VAN SUSTEREN: Emotional?

RICHARDS: Emotional, terrified, and angry that people didn't know her side. She felt that it was really unfair that people didn't believe that she didn't know.

VAN SUSTEREN: Did you see her at all when she was under the house detention?

RICHARDS: Yes. I went with her.

VAN SUSTEREN: What was she like?

RICHARDS: She was withdrawn, exhausted, not herself at all.

VAN SUSTEREN: What did she say about the Lynwood facility and what it was like for her, the time she was there?

RICHARDS: Well, she said that the guards were nice and professional, but that it was extremely difficult conditions. You know, it was reported she had three blankets. She never had any more than any other inmate. She had one little thing that they would call a blanket, I guess, and no pillow. You know, she wasn't eating or drinking.

VAN SUSTEREN: Why wouldn't she eat?

RICHARDS: Because she was afraid to eat. There had been some rumors that, you know, people were going to do something to her food, inmates.

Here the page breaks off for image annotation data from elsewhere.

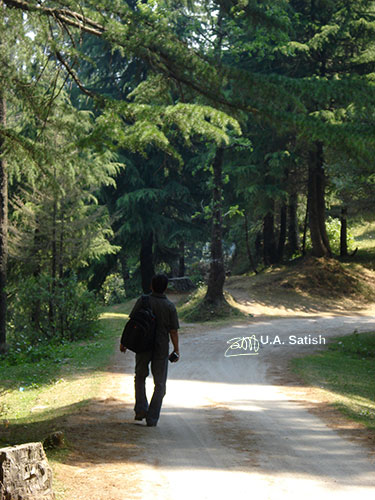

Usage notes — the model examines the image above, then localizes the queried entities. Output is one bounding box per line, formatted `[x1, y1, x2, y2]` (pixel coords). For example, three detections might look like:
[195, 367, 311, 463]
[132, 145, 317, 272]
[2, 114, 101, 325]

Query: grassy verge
[292, 332, 375, 431]
[178, 286, 246, 323]
[0, 304, 129, 447]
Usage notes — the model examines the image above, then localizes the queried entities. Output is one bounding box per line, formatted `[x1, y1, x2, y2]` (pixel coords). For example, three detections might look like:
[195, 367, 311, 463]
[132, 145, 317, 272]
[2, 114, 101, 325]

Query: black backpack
[121, 295, 156, 353]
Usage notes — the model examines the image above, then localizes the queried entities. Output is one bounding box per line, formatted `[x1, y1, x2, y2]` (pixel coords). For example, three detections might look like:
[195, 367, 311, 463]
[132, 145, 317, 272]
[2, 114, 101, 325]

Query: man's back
[130, 292, 179, 359]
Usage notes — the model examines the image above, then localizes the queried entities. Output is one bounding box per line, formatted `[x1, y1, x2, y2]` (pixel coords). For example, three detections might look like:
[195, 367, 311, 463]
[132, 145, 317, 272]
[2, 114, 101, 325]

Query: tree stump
[0, 443, 55, 500]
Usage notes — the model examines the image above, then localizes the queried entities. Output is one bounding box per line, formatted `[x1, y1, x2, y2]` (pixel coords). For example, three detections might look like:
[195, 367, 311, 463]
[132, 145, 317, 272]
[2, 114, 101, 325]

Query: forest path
[57, 315, 375, 500]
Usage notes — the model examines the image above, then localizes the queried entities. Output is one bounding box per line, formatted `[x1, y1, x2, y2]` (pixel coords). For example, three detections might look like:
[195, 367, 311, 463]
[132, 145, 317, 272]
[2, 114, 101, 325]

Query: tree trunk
[288, 192, 300, 255]
[140, 231, 155, 293]
[254, 231, 263, 262]
[308, 143, 332, 257]
[0, 90, 8, 353]
[118, 248, 130, 293]
[277, 203, 287, 262]
[48, 200, 57, 336]
[263, 212, 277, 266]
[302, 197, 309, 255]
[178, 240, 185, 278]
[244, 211, 258, 274]
[31, 225, 42, 332]
[204, 148, 225, 306]
[340, 207, 348, 257]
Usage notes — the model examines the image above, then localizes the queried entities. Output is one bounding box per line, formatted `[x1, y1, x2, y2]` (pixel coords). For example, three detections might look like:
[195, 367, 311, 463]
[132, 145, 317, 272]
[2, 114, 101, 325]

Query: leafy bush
[8, 275, 99, 352]
[102, 274, 126, 305]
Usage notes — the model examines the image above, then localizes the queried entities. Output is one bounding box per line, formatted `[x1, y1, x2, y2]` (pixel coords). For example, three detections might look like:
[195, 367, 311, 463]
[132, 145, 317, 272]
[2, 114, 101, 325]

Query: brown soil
[226, 257, 375, 317]
[54, 259, 375, 500]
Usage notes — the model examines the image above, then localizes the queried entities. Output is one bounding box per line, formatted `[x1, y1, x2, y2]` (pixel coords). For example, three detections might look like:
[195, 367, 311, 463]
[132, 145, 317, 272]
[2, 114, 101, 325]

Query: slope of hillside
[226, 257, 375, 316]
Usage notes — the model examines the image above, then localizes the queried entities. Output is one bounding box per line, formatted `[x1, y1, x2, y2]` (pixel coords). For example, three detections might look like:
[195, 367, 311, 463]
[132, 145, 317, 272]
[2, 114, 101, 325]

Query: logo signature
[224, 335, 260, 358]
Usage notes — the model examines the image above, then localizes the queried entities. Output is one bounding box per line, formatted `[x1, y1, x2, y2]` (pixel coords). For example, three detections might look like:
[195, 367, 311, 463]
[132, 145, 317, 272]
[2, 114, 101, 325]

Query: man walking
[120, 274, 180, 427]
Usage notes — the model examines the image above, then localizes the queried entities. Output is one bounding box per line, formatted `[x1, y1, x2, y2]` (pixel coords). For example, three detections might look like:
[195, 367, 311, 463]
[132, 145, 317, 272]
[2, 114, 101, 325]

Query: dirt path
[57, 310, 375, 500]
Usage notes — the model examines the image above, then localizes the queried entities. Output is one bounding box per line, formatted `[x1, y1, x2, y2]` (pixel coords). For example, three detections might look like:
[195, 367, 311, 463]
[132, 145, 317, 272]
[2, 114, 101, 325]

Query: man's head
[151, 273, 168, 293]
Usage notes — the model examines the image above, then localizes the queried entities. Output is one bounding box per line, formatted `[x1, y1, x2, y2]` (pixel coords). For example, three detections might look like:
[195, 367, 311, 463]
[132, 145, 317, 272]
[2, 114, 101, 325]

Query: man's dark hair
[151, 273, 168, 293]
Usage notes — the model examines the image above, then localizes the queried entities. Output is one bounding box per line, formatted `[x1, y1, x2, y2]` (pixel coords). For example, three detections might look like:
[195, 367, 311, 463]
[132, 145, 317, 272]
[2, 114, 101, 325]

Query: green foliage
[292, 332, 375, 430]
[329, 331, 375, 359]
[101, 273, 126, 305]
[306, 216, 356, 255]
[8, 275, 99, 355]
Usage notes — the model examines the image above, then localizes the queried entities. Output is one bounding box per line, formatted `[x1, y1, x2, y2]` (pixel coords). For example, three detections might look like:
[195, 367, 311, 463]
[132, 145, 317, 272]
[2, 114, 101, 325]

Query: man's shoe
[134, 411, 146, 421]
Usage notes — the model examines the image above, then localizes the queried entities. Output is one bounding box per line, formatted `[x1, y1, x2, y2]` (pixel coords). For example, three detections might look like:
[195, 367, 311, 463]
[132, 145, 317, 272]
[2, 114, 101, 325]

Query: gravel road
[119, 316, 375, 500]
[56, 315, 375, 500]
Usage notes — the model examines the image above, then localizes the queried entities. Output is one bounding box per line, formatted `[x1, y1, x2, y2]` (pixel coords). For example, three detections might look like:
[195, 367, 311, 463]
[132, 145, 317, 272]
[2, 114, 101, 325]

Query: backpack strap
[142, 295, 152, 311]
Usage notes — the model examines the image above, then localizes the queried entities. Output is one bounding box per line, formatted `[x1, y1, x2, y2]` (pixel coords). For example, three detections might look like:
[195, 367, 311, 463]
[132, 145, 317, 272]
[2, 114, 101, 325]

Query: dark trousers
[134, 351, 168, 424]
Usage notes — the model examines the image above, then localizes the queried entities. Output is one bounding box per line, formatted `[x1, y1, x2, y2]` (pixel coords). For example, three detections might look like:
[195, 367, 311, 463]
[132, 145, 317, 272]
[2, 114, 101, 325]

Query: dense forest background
[0, 0, 375, 351]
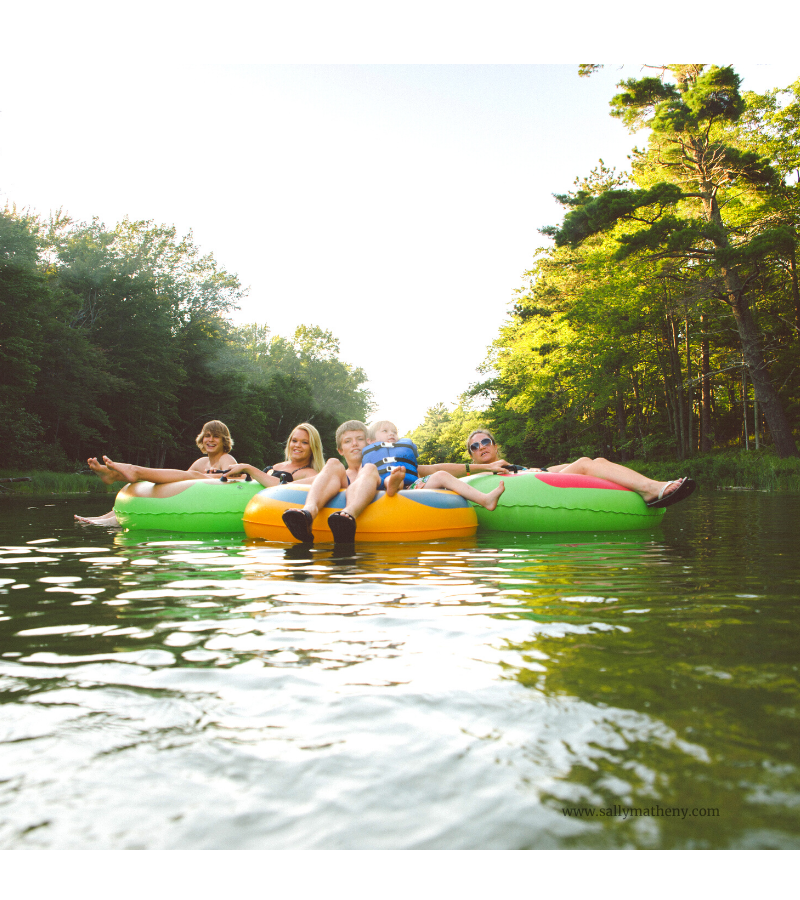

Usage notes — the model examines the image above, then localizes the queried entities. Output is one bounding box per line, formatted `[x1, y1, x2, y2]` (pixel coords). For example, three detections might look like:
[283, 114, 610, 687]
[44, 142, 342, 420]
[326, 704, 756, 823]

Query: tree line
[415, 64, 800, 464]
[0, 206, 373, 471]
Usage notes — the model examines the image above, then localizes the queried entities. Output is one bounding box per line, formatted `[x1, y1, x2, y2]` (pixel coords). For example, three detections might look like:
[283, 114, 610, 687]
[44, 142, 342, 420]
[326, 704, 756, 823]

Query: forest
[414, 64, 800, 465]
[6, 64, 800, 471]
[0, 207, 373, 471]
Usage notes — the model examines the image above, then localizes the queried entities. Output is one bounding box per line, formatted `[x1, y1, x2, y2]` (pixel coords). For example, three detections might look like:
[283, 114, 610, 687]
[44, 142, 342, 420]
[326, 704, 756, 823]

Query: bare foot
[639, 479, 680, 503]
[86, 456, 118, 484]
[75, 511, 119, 526]
[383, 466, 406, 497]
[478, 481, 506, 512]
[103, 456, 139, 484]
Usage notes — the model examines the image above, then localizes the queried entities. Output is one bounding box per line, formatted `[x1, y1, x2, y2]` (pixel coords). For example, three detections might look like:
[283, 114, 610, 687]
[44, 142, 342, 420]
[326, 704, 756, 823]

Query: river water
[0, 491, 800, 850]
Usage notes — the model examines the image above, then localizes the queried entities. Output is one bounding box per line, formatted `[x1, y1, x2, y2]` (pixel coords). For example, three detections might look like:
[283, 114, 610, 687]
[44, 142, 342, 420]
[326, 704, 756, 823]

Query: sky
[0, 8, 800, 432]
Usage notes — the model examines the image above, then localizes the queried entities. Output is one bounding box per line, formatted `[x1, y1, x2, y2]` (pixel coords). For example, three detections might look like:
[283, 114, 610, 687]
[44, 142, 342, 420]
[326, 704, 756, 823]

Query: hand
[220, 463, 250, 481]
[479, 459, 511, 472]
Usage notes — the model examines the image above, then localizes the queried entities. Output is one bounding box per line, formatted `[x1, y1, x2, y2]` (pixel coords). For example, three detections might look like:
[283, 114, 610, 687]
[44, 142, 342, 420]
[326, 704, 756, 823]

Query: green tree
[551, 65, 797, 456]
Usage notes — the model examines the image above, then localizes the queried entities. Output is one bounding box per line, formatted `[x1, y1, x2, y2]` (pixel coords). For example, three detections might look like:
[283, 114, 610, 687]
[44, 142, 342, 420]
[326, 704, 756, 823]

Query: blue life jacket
[361, 438, 418, 487]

VAN SUSTEREN: What do you think of the judge?

RICHARDS: Well, I think he was making his decision based on his own personal opinions.

VAN SUSTEREN: About her?

RICHARDS: Uh-huh.

VAN SUSTEREN: What makes you say that?

RICHARDS: Because most people, for driving with a suspended license, wouldn't get a 45-day sentence.

VAN SUSTEREN: Do you think Paris reads the references to her as being a spoiled brat?

RICHARDS: Does she...

VAN SUSTEREN: Does she read that? Does she know people say that?

RICHARDS: Oh, of course.

VAN SUSTEREN: What's her response that?

RICHARDS: I think she's developed a thick skin. She's had to. She's getting used to it, but it still hurts. I think it used to hurt less, but now it's starting to bother her more. She has the hopes that when this is all said and done, people will start seeing her as a human being.